Panel: 9. Deep decarbonisation of industry

This is a peer-reviewed paper.

Authors:
Khaled Al-Dabbas, Fraunhofer Institute for Systems and Innovation Research, Germany
Tobias Fleiter, Fraunhofer Institute for Systems and Innovation Research, Germany
Matthias Rehfeldt, Fraunhofer Institute for Systems and Innovation Research, Germany
Marius Neuwirth, Fraunhofer Institute for Systems and Innovation Research, Germany
Andrea Herbst, Fraunhofer Institute for Systems and Innovation Research, Germany

Abstract

To attain climate neutrality by 2050, the European industry must achieve significant reductions in greenhouse gas emissions. The EU's Green Deal with the new 55 % reduction target by 2030 and the ‘Fit for 55’ package set the frame for the transition. The Fit-For-55 package is accompanied by an impact assessment that includes scenario analyses for the development of the EU energy system until 2030. A perspective Beyond 2030 is not published, but essential to understand the need to achieve climate neutrality by 2050.

Here, we develop two scenarios for the industry sector to benchmark the scenarios published by the EU. We extend our scenarios towards 2050. One scenario reflects current policies (not yet including the proposed fit-for-55 package) and a second scenario that is in line with meeting climate neutrality by 2050 (Mix95). We use the industry-sector simulation model FORECAST. The model calculates energy demand and GHG emissions pathways based on assumptions about policy instruments like CO2 prices or investment grants with a high technology detail.

Results show that the current policy scenario is not in line with the Green Deal target and is far from reaching climate neutrality by 2050. The Mix95 Scenario achieves ~95 % GHG reduction by 2050. To meet this reduction, various strategies are necessary.
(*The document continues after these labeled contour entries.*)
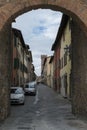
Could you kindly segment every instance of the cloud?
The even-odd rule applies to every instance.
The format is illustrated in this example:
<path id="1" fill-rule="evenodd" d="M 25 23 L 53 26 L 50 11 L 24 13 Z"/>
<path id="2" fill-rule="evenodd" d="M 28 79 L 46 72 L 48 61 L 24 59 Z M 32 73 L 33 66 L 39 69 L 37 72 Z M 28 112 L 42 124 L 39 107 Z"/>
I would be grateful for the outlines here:
<path id="1" fill-rule="evenodd" d="M 38 68 L 41 64 L 41 54 L 52 54 L 51 47 L 55 41 L 61 17 L 60 12 L 38 9 L 19 16 L 16 18 L 16 23 L 12 24 L 13 27 L 21 30 L 25 43 L 30 46 L 36 73 L 37 71 L 40 73 Z"/>

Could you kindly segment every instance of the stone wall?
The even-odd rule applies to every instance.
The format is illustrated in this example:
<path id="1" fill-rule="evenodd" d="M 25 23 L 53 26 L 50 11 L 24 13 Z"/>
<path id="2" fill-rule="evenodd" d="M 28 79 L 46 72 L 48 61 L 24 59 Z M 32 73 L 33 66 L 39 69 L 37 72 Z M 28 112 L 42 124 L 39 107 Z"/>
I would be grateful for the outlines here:
<path id="1" fill-rule="evenodd" d="M 87 37 L 76 22 L 72 22 L 72 111 L 87 114 Z"/>
<path id="2" fill-rule="evenodd" d="M 0 34 L 0 120 L 10 112 L 11 81 L 11 26 L 6 25 Z"/>

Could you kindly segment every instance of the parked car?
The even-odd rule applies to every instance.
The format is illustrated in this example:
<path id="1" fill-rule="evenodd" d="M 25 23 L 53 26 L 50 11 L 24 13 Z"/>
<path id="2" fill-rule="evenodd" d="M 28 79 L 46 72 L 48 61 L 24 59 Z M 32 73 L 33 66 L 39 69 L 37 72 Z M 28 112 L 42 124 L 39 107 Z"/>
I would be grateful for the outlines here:
<path id="1" fill-rule="evenodd" d="M 24 87 L 25 94 L 36 95 L 36 82 L 29 82 Z"/>
<path id="2" fill-rule="evenodd" d="M 21 87 L 11 87 L 10 93 L 11 104 L 23 104 L 25 102 L 24 90 Z"/>

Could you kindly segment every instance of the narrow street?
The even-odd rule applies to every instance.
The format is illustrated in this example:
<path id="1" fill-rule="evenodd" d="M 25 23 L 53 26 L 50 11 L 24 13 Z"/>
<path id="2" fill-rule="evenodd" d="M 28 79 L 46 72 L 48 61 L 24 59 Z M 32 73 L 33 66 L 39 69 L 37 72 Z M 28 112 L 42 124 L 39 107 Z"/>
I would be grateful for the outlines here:
<path id="1" fill-rule="evenodd" d="M 39 84 L 37 95 L 26 96 L 25 105 L 11 106 L 0 130 L 87 130 L 87 123 L 71 114 L 67 99 Z"/>

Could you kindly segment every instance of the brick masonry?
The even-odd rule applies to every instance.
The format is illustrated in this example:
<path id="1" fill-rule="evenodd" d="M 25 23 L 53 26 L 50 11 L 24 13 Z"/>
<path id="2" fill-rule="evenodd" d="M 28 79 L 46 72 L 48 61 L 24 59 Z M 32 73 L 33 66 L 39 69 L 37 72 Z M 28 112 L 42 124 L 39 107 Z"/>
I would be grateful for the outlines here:
<path id="1" fill-rule="evenodd" d="M 87 111 L 87 0 L 0 0 L 0 119 L 10 111 L 9 88 L 11 69 L 10 24 L 19 15 L 37 8 L 48 8 L 70 15 L 80 28 L 73 34 L 73 103 L 74 113 Z M 84 35 L 84 33 L 85 35 Z M 78 41 L 78 44 L 77 44 Z M 79 100 L 77 100 L 79 99 Z"/>
<path id="2" fill-rule="evenodd" d="M 72 22 L 72 111 L 87 116 L 87 36 Z"/>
A fast and comprehensive switch to electricity and hydrogen is driven by higher CO2 prices and OPEX support. Driven by the electrification of process heating, electricity demand increases significantly to ~1600 TWh by 2050 starting from 1018 TWh in the year 2018. Also, hydrogen sees a rapid uptake to reach 811 TWh by 2050 prioritizing use in steelmaking and chemical feedstocks. CCS and CCU are used to capture the remaining process emission in the cement and lime production resulting in 75 Mio. t CO2 captured in 2050. Effective instruments for circularity and material efficiency reduce the production of energy-intensive goods and thereby the demand for CO2-neutral energy carriers.